Merfyn Roberts, FA coach educator for the social corner, outlines 10 top-tips to help improve player behaviour.
1) Create a club language
Kids need to understand what the expectations are at your club. Try and use language like “when you’re wearing the club badge we expect…” and “when you’re training with us on a Saturday morning this is what we do…”. All this helps to give the kids a chance to learn within a consistent framework.
2) Better sessions mean fewer problems
By giving the players some ownership and empowerment the group will be more engaged in the session and less likely to show poor behaviour. It might be small steps to start with such as asking the kids to work out who is going to play where and what the tactics are going to be and leave them for 30 seconds to discuss. The more they feel part of it, the fewer problems there will be.
3) Consistent coaching routines
Having coaching routines will help create a consistent framework for the kids to learn in. Make sure you have arrival activities, a clear learning focus for the session and smooth and quick transitions from one activity to the next. Also plan to spend less time talking to the players as a large group.
4) Set boundaries and stick to them.
Kids will turn off as soon as they hear a rule book containing 40,000 ‘don’ts’. As an alternative, try using ‘SLR’ which is more memorable and stands for: Safety, Learning and Respect. These are non-negotiable. If any of the players prevent safety, learning or respect then the coach should intervene. Set these expectations at the start of the session because you can’t go back and start putting them in when things start going wrong.
5) Build in ‘chat time’
It’s unrealistic to expect the players to turn up and just be ready to listen to the coach. Rather than fighting with them to get them to be quiet, build in some chat time. If you’re coaching at grassroots, you have to recognise that, in some cases, the kids won’t have seen each other for a week and they need chat time. Don’t fight that, build it into your routine instead.
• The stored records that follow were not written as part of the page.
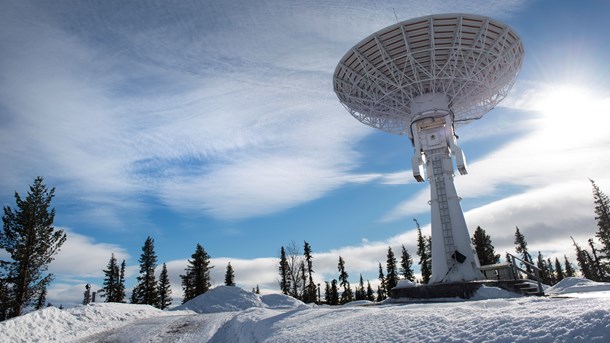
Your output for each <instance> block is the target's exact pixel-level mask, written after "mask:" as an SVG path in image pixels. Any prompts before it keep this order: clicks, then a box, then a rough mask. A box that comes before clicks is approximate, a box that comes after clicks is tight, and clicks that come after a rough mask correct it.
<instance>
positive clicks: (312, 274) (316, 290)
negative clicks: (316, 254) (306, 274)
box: [303, 242, 317, 303]
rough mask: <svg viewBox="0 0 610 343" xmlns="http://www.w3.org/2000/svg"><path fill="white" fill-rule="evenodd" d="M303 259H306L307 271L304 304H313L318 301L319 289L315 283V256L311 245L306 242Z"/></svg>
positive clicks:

Notice and acknowledge when players have demonstrated the SLR (Safety, Learning, Respect). In doing so, you will reinforce the behaviours you want to see more of. However, think carefully about praising the players for this. There is a difference between ‘noticing’ rather than ‘praising’ – notice those that are ready to learn by stating ‘you’re ready to listen’ rather than saying ‘well done, brilliant, you’re ready to listen’. Your praise will be more impactful when the time is right to praise.
7) Winning team collect the cones
There is a story about the All Blacks cleaning the changing room after winning the Rugby World Cup. The message was: ‘We’re responsible: nobody cleans up after us, it’s our mess we sort it.’
When we ask the kids to collect the cones in, it shouldn’t be seen as a ‘job’. It’s their environment which we want them to be proud to look after. The winning team should collect the cones because it is a privilege and stands for respect for the environment, helping your mates and being good people.
8) Think about the copycat kids
In every group of players there are ‘copycats’. If we bend the rules for one or two kids, we’re also setting up problems with the copycat kids who are waiting to see how we deal with those who break the boundaries. If they see the coach bending the rules they’ll join in with the bad behaviour. If they see that the coach means what they say – they won’t.
9) It’s not you, it’s your behaviour which is unacceptable.
Making a distinction between the person and the behaviour is really important. John hasn’t been really bad, but the behaviour has. By saying “When you use bad language – that’s unacceptable, because it’s disrespectful,” there is a distinction between the behaviour and John.
10) The only person’s behaviour I can control is my own
It’s important that the coaches, particularly in grassroots, don’t feel like they’re supposed to be a social worker. Coaches are there to help, but not to cure problems. The skills and techniques mentioned here intend to help coaches with football coaching with an aim that any behaviour problems improve as a result. Don’t forget: the only person’s behaviour you’re in control of is your own.